Mientras comíamos hablamos un poco de viajes. Ella solo conocía una pequeña parte de Estados Unidos, gracias a la obtención de una beca. Coincidimos en lo mucho que nos había fascinado Nueva York. Le hablé un poco de un periodista filipino, amigo mío, y de su hijo. Este muchacho me había contado una leyenda muy conocida en Filipinas sobre una montaña de oro que mucha gente buscaba afanosamente y nadie lograba encontrar.
—Conozco esa leyenda. Me la contaron de niña —dijo Chesah que acababa de cruzar los cubiertos encima de su plato, indicación de que había terminado de comer, y juntando a continuación sus bonitas manos adornadas con tres anillos, ninguno de ellos de compromiso, quedó por completo pendiente de mí, observándome con genuino interés su mirada.
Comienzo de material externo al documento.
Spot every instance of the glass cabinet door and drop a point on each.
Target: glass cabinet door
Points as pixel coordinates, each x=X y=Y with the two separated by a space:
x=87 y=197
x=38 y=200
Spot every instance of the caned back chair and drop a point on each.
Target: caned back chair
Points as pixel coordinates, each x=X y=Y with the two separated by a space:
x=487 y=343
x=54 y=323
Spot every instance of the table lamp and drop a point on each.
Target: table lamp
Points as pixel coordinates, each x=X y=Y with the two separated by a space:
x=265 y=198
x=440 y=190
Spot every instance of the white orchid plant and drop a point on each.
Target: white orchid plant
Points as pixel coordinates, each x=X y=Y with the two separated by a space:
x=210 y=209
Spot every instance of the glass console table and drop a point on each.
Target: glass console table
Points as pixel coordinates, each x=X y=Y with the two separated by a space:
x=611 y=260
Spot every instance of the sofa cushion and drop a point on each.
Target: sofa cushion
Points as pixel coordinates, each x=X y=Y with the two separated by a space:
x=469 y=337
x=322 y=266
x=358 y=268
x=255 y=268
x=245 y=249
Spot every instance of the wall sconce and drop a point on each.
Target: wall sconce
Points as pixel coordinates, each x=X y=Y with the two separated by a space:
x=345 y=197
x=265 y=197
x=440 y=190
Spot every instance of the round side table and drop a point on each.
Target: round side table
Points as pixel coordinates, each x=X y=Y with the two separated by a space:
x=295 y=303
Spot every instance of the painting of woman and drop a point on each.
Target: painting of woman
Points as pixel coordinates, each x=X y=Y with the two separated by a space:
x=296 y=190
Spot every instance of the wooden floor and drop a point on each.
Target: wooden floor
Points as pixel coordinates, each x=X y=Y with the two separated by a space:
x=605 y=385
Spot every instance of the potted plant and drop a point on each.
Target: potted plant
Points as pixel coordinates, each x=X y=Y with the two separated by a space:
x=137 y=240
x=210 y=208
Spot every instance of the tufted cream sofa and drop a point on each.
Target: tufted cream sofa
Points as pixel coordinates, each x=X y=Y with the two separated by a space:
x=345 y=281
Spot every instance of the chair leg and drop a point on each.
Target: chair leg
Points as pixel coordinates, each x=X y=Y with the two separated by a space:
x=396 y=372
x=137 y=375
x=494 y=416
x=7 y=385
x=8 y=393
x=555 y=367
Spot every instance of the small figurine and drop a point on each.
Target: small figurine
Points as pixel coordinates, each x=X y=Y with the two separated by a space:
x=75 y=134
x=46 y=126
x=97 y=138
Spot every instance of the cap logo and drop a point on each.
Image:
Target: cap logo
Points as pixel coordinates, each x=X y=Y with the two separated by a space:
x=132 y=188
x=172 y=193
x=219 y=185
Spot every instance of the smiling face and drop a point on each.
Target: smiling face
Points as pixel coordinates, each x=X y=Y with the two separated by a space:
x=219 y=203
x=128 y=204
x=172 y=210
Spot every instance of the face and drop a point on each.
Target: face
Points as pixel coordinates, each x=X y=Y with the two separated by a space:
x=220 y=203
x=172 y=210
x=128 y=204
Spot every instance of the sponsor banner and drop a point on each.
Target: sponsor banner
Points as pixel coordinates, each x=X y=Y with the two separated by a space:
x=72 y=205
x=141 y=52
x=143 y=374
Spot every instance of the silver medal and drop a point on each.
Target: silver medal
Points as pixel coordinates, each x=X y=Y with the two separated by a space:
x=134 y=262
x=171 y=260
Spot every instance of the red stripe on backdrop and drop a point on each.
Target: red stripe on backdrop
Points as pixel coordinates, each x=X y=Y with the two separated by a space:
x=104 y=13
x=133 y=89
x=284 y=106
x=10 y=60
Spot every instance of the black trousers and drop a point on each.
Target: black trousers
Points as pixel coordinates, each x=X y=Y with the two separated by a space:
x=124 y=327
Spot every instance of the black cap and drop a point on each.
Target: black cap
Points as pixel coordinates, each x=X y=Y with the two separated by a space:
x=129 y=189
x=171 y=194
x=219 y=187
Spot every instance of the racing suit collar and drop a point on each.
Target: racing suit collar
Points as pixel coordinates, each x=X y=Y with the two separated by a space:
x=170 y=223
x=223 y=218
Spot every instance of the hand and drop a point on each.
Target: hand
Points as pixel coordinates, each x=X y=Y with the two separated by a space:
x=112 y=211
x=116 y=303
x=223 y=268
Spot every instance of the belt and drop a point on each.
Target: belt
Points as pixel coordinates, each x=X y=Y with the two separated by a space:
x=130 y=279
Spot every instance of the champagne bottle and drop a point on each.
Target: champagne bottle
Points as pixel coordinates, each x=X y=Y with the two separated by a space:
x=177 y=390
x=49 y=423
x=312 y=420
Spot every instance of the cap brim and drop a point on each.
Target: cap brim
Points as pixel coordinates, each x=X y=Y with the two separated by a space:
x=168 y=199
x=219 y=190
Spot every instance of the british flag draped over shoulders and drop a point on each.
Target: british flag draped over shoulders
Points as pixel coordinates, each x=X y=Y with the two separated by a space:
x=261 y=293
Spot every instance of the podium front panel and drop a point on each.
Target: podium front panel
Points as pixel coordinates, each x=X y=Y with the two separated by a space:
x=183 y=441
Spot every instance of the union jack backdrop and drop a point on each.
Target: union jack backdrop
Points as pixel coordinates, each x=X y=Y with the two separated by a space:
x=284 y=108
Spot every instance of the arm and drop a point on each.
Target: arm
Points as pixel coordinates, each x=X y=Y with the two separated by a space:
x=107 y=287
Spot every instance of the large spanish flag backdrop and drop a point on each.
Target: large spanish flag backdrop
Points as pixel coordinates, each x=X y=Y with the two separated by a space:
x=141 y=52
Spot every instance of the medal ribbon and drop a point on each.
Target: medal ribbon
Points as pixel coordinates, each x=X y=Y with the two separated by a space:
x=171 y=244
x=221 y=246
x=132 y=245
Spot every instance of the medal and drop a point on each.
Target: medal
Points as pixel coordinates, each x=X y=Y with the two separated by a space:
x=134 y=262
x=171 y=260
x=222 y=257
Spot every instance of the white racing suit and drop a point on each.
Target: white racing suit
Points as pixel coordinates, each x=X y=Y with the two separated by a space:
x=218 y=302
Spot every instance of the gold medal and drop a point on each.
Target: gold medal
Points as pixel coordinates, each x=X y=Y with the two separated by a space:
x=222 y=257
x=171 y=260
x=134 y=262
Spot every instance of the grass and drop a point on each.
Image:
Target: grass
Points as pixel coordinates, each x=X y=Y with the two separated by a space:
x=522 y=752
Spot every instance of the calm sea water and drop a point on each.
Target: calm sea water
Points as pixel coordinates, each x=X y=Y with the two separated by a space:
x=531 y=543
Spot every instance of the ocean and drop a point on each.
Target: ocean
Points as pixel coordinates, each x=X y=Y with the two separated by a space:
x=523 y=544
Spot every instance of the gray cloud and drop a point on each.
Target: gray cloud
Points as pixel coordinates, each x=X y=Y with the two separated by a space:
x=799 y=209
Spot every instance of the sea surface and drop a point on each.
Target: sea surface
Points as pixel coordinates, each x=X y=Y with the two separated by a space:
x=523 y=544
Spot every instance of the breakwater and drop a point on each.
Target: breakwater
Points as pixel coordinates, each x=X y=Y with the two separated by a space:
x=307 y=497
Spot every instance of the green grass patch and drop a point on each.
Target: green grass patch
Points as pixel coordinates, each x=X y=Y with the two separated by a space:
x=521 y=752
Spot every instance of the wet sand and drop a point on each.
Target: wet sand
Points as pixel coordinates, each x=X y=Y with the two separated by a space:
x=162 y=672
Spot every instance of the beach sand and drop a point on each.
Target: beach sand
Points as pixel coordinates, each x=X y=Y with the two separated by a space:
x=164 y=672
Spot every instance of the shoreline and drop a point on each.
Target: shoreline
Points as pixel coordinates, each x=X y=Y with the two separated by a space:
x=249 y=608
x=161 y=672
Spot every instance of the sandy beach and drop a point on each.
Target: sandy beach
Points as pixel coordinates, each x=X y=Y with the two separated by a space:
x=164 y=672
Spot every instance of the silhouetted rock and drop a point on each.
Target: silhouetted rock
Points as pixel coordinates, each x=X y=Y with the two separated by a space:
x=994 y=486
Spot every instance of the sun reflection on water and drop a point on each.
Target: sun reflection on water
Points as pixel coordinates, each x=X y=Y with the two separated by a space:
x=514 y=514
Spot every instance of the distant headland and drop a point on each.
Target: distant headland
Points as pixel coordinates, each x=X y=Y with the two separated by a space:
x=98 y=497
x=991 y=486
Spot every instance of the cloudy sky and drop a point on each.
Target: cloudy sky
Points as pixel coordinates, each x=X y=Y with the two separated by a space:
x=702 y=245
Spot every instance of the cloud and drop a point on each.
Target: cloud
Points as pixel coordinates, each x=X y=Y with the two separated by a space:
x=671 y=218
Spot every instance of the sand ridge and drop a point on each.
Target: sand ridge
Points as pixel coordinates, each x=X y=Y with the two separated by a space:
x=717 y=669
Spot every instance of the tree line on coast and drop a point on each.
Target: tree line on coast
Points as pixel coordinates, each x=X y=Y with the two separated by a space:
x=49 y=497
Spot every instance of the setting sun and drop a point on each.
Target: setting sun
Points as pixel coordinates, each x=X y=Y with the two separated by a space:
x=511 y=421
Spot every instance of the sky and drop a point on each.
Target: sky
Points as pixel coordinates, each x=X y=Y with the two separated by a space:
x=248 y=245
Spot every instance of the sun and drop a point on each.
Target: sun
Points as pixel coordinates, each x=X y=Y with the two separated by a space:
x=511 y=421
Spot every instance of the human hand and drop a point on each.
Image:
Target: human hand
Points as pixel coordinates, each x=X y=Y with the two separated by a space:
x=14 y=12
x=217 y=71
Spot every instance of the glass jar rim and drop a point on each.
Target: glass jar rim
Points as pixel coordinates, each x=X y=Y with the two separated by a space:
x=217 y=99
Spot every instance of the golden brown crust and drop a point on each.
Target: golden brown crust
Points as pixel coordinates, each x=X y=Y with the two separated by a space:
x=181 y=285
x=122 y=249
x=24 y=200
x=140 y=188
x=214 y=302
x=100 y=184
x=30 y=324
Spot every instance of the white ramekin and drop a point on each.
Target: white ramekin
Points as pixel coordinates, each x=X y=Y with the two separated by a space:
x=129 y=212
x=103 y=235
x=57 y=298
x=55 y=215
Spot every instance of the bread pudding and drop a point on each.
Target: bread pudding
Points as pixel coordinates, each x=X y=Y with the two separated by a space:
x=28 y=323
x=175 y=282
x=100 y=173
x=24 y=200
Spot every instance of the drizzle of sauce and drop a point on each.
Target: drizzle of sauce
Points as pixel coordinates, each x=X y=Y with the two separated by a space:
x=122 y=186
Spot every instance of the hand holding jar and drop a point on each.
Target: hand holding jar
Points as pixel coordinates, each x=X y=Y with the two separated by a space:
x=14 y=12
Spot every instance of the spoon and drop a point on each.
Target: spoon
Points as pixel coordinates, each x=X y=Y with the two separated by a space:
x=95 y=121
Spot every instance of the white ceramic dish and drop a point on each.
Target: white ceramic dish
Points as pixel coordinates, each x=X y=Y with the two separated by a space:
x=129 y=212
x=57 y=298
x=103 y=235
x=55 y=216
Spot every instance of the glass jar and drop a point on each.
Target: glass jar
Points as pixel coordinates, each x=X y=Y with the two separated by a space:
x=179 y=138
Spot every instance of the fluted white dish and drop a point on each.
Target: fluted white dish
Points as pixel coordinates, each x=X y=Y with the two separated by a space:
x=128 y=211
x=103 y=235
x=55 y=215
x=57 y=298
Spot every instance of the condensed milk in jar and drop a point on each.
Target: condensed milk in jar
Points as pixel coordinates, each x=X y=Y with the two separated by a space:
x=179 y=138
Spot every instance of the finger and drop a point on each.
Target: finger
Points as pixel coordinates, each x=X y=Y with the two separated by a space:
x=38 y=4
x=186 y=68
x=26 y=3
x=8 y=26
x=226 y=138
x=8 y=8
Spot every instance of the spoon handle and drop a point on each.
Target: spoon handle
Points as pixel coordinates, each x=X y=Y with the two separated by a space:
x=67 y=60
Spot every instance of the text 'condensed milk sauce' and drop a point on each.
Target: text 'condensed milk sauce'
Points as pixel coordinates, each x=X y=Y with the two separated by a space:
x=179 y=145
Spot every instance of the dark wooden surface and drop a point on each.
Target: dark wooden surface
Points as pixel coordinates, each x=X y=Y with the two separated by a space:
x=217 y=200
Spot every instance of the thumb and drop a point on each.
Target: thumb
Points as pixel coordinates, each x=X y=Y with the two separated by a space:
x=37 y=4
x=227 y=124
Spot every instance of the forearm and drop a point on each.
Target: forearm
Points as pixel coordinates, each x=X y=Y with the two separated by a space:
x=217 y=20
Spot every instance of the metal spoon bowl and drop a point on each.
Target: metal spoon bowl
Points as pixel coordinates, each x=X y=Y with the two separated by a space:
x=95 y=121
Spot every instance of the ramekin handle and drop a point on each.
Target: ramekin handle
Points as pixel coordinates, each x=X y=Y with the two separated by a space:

—Me encantan las leyendas. He escrito sobre varias de ellas —le dije, pues ella, por mi pasaporte, sabía que mi profesión actual era la de escritor.
—También a mí me fascinan. ¿Conoces la leyenda de las tres vampiras y los tres marineros?
—No, cuéntamela —le pedí entusiasmado.
—A lo mejor no te gusta: es mitad horrorosa, mitad divertida.
—Oh, seguro que me gustará. Cuenta —la animé.
No teníamos al sumiller cerca, así que escancié yo en nuestras copas el resto de vino que contenía nuestra botella, y juntando yo también mis manos me dispuse a escuchar, con la máxima atención, lo que Chesah iba a contarme.
Y voy a traducir aquí la leyenda que ella me contó pendientes de mí, todo el tiempo, sus bellos ojos negros levemente oblicuos.
Un día tres marineros llamados Joshua, Edwin y Nathan, que eran muy amigos, bebieron más de la cuenta y les dio por adentrarse en un bosque sobre el que mucha gente aseguraba que estaba encantado. Los tres jóvenes se perdieron dentro de aquel denso arbolado. Anduvieron durante horas y horas y no consiguieron salir de él.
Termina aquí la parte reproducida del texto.